Learn from the wise.

This advice is very common in our culture.

And the wise usually mean the elderly.

But Jörg Arnold, CEO of Swiss Life in Germany, simply reverses this relation.

A decade ago he met Father Martin, abbot of the Einsiedeln monastery.

Philip Krohn

Editor in business, responsible for "People and Business".

  • Follow I follow

Their conversation dealt with the question of what managers can learn from the Benedictines.

In the monastery, Martin explained to him, he goes to the old people for simple decisions.

But when he has something difficult to decide, he asks the boys.

He wishes the same for long-term social challenges.

The young affect her more than the old, so her voice has a special weight.

When Arnold spoke to representatives of the federal Department of Justice last year about how pension provision could be improved, he advised offering more financial education.

But faster solutions were needed, he noticed.

"We put off issues that need to be tackled, but we don't do it," he says in an interview with the FAZ. "The younger generation has no voice in a complex debate."

The state and budgets have to balance tasks

As a provider of life insurance and financial advice, intergenerational equity is an important issue.

It is about better balancing the tasks of the state and private households.

Through private relationships, he deals a lot with old-age provision in Sweden.

Although a share pension is anchored there in the statutory pillar of old-age provision, this obligatory first pillar provides just 55 percent of the retirement income.

In Germany, on the other hand, more than 70 percent came from the first pillar.

This system can be built more stable.

As a financial service provider with an average young audience, Swiss Life regularly asks customers about their preferences.

The younger generation is prepared to treat financial issues differently than the older generation.

Here the conversation with the Benedictine Father Martin seems to have proved its worth.

“After health and travel, the most common dream in the last survey was self-determination at 35 percent.

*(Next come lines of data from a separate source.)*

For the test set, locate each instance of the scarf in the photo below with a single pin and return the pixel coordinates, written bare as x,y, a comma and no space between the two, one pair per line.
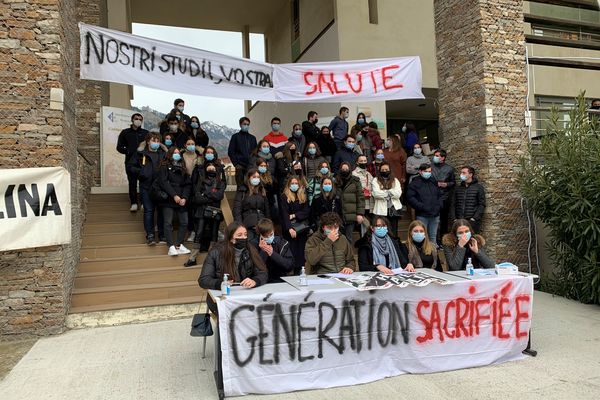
385,247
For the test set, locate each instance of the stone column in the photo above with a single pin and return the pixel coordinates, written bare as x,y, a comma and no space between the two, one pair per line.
481,68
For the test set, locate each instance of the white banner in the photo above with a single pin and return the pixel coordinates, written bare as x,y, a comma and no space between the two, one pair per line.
114,56
297,340
36,210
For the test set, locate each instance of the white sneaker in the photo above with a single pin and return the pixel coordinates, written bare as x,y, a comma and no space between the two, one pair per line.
183,250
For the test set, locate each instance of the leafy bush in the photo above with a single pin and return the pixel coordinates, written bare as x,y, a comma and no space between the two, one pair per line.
560,179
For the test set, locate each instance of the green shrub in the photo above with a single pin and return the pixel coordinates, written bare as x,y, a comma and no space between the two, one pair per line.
560,179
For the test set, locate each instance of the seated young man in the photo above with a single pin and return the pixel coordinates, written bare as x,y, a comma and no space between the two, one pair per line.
328,252
274,251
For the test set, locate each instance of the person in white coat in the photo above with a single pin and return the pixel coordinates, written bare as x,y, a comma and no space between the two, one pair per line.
386,192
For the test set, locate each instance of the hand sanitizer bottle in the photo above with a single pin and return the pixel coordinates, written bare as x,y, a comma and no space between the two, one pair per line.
303,281
225,288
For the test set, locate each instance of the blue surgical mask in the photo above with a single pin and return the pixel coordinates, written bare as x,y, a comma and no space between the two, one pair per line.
468,236
418,237
381,231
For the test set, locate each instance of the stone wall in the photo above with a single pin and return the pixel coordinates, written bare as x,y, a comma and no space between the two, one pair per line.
39,45
481,65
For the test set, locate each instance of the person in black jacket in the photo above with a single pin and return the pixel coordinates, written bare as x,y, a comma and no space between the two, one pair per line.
240,148
149,157
173,179
250,203
425,197
273,250
208,189
469,199
235,257
379,250
127,143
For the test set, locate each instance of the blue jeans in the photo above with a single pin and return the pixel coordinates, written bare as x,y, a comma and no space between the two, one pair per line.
431,223
149,208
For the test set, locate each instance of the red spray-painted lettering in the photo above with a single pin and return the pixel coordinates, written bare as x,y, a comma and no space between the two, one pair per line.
343,83
468,315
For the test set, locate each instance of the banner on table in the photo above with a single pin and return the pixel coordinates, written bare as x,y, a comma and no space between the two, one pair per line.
309,340
36,207
114,56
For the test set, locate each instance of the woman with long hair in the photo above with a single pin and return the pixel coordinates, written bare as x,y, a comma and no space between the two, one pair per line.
295,213
237,258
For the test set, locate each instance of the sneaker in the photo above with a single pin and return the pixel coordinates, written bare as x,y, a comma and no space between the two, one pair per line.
191,237
150,240
183,250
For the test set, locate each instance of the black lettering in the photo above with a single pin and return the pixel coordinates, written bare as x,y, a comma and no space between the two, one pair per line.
32,199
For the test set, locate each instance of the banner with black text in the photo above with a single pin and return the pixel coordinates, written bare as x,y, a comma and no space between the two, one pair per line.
36,207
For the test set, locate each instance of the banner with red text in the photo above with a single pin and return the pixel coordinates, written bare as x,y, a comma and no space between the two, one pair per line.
301,340
115,56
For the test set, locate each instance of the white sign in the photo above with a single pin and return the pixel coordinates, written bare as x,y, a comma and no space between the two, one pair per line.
114,56
113,120
36,207
311,340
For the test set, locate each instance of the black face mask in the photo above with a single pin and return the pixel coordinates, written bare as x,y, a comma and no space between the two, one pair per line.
240,243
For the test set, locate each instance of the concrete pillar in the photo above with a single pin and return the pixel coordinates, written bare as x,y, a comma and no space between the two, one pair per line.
482,97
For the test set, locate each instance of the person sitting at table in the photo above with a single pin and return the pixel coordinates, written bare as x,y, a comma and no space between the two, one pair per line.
328,252
236,258
274,250
419,250
460,245
379,250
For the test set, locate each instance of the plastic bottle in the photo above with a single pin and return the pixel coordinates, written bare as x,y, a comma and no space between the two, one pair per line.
225,287
303,281
470,269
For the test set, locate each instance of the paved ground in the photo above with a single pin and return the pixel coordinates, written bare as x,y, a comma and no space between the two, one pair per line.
161,361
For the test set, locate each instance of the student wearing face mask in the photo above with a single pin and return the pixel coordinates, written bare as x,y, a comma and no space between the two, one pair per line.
173,179
251,203
326,201
345,154
274,251
461,244
419,251
327,251
208,189
276,138
128,143
200,136
150,155
353,199
379,250
425,197
237,258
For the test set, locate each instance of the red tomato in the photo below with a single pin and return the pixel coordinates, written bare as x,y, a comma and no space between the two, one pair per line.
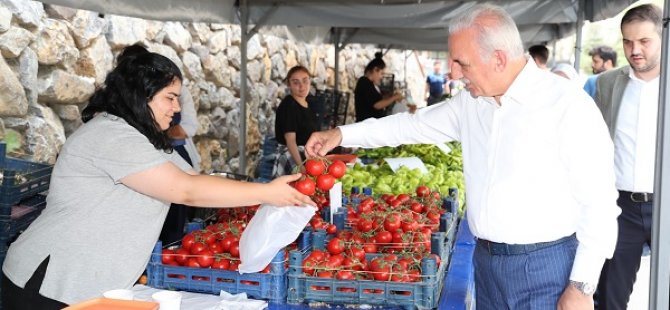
422,191
198,247
167,256
392,222
205,258
335,246
181,256
337,169
325,182
192,262
332,229
314,167
383,237
344,275
187,241
235,249
221,263
306,186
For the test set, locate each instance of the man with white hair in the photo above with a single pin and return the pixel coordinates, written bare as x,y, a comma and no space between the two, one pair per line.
543,210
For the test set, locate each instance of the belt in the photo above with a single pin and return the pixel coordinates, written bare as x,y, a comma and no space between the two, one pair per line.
637,197
495,248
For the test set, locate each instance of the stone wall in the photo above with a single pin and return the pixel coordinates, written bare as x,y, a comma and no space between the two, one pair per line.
53,58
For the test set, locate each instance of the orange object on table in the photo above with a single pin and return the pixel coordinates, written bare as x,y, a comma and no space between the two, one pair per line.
114,304
346,158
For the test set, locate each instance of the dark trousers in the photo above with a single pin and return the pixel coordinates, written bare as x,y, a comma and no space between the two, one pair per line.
173,228
16,298
533,280
619,273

That includes financial self-determination,” says Arnold.

The stock culture of younger people, which has recently become much stronger, fits in with this change in values.

The three pillars are sustainable, but can be expanded

From the point of view of the Swiss Life manager, there are good elements in each of the three pillars (statutory, company, private) of old-age provision.

Discussions with trade unions have shown that they understand and approve of the logic of company pensions without an interest guarantee based on the social partner model.

“I experience the trade unions as ready.

I don't experience many politicians like that," he criticizes.

They delayed necessary reforms and thus shifted financial burdens to the future and thus to the younger generation.

"Topics that require staying power are given far too little priority for us," he says.

When it comes to national debt, public infrastructure, climate change and digitization, action is not being taken early enough due to political problems that are currently appearing to be urgent.

"We have to tackle the long-term pension issue and need a good division of labor between the state and the private sector," he says.

Saving with state subsidies is the right thing to do

Together with the other life insurers, he is ready to offer good solutions in the private pillar.

But the guarantee obligation in the subsidized Riester pension prevents investments with attractive returns because too much money is needed to secure the guarantees.

But the basic idea of ​​saving with state subsidies is correct.

"If people keep reading in the newspaper that the system is inadequate and doesn't work, that's the wrong message," he says.

Society must understand that the poor performance of Riester providers is mainly due to the fact that government regulations mean that too little can be invested in shares.

"We have to move away from the gross premium guarantee towards material value orientation," he demands.

Insurers also contributed to the negative reputation with high costs.

"Young people need an institutionalized voice to implement what Father Martin is doing in the monastery," says Arnold.

Better financial education is important and does not fall from the sky.

Too little is said about the consequences of delayed reforms and lessons are learned from mistakes.

And investors would have to take on the role of contributing to the renewal of the infrastructure again.